Pa. education secretary tours Delco district
Pennsylvania Education Secretary Ronald Tomalis visited the Springfield School District on Monday to tour the Delaware County district's award-winning Literacy Center and talk about education funding to a high school government class.
Pennsylvania Education Secretary Ronald Tomalis visited the Springfield School District on Monday to tour the Delaware County district's award-winning Literacy Center and talk about education funding to a high school government class.
After hearing that the state spends $11.5 billion on education from pre-school to college, one 12th grader wondered why he would still need to borrow tens of thousands of dollars to pay for college.
"For me, personally, I'm looking at $80,000 in debt after four years," Lou Dimichele said.
Tomalis acknowledged the high cost of a college education and said Gov. Corbett had been pressing state university presidents to keep tuition down. But he also said that market forces and students' decisions about what they choose to study play a big part in college costs.
He suggested that students take less expensive online and community college courses to reduce tuition, and should choose majors that will get them jobs that are in high demand.
For example, "a starting job in media is not the highest-paying job in the world," he said. "You have to make that judgment, whether studying what you love is worth the cost."
Tomalis also noted that state colleges reported a 4 percent decrease in applicants while Pennsylvania State University had 9 percent fewer students applying to enter. He didn't say whether that would bring down tuition, but warned that some universities were lowering entrance standards and "we don't want that to happen."
Tomalis, who worked for the U.S. Department of Education before taking the state job two years ago, tours about two dozen school districts annually and has met with about 350 superintendents, Education Department spokesman Tim Eller said. There are 500 public school districts in Pennsylvania.
Springfield used much of the visit to tout its two-year-old Springfield Literacy Center, which houses kindergarten and first-grade students, and was the first new school built in the district in more than 50 years.
The building has won several architectural and environmental awards and is the foundation of Springfield's Literacy First initiative, in which every child is to leave elementary school reading on grade level.

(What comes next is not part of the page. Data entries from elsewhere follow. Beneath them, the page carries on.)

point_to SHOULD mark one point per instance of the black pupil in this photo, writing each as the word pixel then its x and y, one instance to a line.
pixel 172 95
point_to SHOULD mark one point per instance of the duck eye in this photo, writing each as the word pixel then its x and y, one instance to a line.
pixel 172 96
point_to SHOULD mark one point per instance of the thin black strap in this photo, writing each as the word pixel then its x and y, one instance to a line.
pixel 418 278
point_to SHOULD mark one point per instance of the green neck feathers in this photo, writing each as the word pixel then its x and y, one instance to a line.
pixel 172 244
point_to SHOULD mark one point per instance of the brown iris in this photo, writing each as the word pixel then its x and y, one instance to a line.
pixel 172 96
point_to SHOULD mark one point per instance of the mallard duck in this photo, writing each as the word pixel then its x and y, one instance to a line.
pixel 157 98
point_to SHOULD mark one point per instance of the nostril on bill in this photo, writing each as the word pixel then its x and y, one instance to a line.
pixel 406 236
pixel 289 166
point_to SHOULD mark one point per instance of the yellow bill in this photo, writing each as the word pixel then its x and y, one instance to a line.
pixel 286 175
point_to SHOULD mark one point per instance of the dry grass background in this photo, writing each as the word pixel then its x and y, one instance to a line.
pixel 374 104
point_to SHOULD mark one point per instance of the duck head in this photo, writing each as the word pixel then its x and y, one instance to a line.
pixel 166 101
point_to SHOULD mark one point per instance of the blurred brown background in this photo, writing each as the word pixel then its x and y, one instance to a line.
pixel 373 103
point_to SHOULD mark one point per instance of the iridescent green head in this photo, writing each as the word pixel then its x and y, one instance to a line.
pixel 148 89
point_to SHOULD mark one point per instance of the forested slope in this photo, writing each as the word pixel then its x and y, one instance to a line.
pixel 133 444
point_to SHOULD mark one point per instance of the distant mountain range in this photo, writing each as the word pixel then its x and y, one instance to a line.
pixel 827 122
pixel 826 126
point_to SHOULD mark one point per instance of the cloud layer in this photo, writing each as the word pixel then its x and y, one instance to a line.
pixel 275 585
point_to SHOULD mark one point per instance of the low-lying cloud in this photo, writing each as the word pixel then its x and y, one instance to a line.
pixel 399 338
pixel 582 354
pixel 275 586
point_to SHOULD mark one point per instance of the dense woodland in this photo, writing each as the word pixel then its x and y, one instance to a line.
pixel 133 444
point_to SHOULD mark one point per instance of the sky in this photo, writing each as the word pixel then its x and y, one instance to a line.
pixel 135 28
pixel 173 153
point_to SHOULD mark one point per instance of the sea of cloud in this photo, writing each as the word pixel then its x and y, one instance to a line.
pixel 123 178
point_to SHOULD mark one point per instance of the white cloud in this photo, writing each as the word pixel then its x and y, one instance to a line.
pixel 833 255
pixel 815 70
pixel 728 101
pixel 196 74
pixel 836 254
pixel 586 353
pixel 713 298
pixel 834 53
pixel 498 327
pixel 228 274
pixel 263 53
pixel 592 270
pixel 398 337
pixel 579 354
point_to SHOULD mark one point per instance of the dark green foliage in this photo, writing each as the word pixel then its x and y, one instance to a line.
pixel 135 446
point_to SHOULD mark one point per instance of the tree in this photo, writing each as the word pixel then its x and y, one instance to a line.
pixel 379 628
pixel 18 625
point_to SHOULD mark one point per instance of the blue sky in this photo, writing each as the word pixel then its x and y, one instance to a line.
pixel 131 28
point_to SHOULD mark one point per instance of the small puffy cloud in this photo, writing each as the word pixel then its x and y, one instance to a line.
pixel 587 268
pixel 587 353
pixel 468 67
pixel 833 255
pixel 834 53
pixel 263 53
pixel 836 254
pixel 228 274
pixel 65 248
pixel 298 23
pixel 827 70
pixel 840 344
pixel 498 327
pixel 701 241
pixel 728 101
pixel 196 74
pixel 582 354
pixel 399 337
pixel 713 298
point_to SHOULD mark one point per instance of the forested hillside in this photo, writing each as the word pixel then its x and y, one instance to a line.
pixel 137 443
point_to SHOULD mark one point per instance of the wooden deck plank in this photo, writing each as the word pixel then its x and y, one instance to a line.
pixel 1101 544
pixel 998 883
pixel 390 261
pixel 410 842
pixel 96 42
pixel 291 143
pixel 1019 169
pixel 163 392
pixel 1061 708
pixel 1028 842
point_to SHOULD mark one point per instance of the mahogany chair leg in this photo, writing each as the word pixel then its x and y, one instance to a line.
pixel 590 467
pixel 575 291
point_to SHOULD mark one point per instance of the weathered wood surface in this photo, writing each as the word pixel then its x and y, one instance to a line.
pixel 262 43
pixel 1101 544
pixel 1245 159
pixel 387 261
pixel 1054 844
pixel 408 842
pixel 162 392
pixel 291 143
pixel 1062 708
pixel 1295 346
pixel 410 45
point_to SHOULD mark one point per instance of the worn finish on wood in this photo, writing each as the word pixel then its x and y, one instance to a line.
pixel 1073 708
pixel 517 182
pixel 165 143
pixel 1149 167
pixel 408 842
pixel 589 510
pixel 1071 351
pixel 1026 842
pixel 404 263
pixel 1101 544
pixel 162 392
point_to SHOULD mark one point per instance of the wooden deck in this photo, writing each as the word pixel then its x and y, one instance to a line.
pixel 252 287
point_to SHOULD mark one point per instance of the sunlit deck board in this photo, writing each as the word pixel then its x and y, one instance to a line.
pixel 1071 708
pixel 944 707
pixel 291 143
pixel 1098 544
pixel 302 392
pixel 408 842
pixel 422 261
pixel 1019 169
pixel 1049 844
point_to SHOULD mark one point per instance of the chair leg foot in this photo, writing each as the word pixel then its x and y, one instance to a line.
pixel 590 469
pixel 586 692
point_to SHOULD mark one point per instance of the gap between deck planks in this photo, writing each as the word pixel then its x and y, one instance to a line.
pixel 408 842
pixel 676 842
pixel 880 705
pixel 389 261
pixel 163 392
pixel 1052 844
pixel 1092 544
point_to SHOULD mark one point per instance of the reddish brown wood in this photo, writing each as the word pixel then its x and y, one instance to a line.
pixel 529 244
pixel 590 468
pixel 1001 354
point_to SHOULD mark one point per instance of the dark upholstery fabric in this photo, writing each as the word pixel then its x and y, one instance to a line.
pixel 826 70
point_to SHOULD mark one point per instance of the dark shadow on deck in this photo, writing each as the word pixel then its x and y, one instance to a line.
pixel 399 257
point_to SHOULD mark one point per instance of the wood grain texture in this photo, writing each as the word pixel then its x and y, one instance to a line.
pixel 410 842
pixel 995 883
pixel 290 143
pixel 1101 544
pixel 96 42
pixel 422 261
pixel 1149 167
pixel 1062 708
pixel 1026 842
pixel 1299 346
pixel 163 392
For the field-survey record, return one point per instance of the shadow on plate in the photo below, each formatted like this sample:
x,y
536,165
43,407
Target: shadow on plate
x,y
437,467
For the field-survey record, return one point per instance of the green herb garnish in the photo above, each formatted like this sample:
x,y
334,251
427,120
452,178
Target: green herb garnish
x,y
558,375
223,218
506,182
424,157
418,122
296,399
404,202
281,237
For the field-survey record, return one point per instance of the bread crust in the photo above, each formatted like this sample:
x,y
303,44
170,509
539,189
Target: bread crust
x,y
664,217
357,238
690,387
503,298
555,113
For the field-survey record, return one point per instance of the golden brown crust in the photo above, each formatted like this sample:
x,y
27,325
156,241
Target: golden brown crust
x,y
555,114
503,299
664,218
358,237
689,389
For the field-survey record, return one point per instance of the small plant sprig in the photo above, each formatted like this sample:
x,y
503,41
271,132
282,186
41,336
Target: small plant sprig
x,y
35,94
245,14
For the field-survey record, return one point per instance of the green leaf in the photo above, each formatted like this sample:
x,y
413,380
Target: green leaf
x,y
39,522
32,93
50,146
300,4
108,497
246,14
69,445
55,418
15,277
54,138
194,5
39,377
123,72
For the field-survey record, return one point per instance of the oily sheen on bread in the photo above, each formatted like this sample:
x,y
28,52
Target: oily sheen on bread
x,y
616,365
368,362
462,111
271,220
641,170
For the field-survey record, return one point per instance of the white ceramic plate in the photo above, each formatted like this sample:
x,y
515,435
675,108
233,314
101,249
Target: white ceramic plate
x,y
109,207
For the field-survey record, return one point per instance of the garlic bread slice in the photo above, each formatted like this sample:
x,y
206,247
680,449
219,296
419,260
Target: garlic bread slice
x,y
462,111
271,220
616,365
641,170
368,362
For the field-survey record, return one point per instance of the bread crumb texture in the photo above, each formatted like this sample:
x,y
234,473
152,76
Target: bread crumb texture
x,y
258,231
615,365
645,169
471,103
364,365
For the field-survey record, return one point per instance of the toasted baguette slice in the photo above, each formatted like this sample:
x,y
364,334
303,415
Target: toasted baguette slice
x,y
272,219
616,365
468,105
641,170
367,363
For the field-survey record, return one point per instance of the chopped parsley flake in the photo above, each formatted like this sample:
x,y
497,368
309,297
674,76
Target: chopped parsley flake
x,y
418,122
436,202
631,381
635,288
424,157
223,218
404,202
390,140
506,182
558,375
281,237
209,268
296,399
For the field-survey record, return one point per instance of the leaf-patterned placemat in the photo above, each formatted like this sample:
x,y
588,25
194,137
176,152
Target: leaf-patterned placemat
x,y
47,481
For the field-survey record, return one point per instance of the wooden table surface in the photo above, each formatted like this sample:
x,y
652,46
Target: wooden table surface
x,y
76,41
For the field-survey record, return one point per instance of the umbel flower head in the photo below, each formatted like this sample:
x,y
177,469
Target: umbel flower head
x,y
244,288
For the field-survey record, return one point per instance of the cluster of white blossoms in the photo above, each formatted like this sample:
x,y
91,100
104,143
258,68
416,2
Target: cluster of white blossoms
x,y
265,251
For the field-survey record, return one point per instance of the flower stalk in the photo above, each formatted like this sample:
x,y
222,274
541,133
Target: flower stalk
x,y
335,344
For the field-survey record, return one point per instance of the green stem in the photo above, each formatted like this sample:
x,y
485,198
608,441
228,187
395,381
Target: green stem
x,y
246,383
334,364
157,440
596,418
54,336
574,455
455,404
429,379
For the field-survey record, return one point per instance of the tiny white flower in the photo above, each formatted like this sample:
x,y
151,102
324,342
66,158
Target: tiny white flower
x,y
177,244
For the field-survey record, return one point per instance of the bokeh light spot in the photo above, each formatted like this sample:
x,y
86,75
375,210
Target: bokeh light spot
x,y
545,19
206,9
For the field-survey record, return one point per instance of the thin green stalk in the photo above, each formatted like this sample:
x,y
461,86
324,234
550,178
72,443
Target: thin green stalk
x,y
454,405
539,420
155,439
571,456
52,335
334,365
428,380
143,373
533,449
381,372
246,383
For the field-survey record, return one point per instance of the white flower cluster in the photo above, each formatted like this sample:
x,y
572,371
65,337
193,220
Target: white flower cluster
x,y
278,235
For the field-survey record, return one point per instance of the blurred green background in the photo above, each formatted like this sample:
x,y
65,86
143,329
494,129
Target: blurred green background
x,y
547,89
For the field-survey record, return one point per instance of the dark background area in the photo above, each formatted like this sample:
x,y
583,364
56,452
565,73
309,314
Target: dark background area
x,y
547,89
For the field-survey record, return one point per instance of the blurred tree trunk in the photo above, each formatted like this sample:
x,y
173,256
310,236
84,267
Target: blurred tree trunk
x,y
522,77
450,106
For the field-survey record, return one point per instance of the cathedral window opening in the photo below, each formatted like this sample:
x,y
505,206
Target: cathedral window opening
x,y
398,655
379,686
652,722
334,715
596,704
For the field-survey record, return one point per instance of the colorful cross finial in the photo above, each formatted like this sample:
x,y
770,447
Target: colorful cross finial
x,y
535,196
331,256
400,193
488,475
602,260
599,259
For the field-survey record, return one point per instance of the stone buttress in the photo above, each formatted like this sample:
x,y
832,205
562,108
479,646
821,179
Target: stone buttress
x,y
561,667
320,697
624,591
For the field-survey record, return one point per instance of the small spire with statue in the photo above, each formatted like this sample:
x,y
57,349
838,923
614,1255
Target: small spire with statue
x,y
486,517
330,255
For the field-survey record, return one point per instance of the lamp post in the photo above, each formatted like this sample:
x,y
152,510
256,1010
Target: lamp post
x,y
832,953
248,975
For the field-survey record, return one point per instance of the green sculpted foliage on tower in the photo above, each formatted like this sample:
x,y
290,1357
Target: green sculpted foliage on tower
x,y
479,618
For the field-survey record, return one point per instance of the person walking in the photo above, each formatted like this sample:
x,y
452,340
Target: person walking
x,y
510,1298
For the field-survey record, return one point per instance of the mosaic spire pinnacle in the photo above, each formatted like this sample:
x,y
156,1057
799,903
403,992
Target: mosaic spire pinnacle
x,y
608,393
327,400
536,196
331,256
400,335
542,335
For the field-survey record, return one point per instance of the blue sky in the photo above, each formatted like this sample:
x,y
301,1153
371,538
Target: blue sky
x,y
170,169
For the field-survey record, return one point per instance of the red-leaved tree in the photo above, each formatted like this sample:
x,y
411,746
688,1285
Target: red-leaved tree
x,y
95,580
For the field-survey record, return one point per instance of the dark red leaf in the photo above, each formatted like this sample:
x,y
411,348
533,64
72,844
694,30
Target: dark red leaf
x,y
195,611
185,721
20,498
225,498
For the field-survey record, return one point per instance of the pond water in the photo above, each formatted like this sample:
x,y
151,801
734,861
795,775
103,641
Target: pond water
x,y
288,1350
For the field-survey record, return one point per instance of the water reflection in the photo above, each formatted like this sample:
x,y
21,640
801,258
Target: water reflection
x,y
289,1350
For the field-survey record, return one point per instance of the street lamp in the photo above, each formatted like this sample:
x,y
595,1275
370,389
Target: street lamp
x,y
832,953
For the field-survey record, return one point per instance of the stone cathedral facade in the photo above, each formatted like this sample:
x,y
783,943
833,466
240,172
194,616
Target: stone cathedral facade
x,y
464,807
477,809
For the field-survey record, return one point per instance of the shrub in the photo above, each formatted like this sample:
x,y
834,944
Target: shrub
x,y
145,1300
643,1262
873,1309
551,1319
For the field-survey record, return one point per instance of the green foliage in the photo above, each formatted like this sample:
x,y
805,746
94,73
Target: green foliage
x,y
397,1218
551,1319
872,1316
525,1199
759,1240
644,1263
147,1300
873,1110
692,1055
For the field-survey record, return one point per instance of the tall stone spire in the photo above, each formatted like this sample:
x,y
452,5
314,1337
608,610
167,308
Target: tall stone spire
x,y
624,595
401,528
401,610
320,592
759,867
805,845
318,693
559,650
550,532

At a meeting that included state and federal legislators, school board members and administrators, Superintendent James P. Capolupo said that in 2000, the school board told him it wanted every child reading at grade level by the end of fourth grade.
"I said, 'I don't know of any district in the country doing this,' " he recalled.
But the district met that goal by focusing on literacy. First-grade classrooms have only 15 to 17 students. Resources were diverted from other areas. The motto is, "We Believe Every Child Can Read."
"We needed to change the culture," Capolupo said, adding that staff receive financial incentives for meeting literacy goals. "We have high morale and low turnover."
He and other top administrators spent time reading with children. Each student was given a computer.
"That's a great story," Tomalis said after the presentation. Then, he got to see the 52,000-square-foot school.
"The pictures don't do it justice," he said in the library, which serves as the lobby.
Glass doors allow teachers to reconfigure classroom space. There are a platform/treehouse outside and an alphabet walkway.
Students sat quietly at small tables reading or listening to stories or using their small computers. Tomalis talked with teachers and students, asking questions and posing for pictures.
"You have a great school here and a great teacher," he said as the students sat at attention, "and I just had to say hello."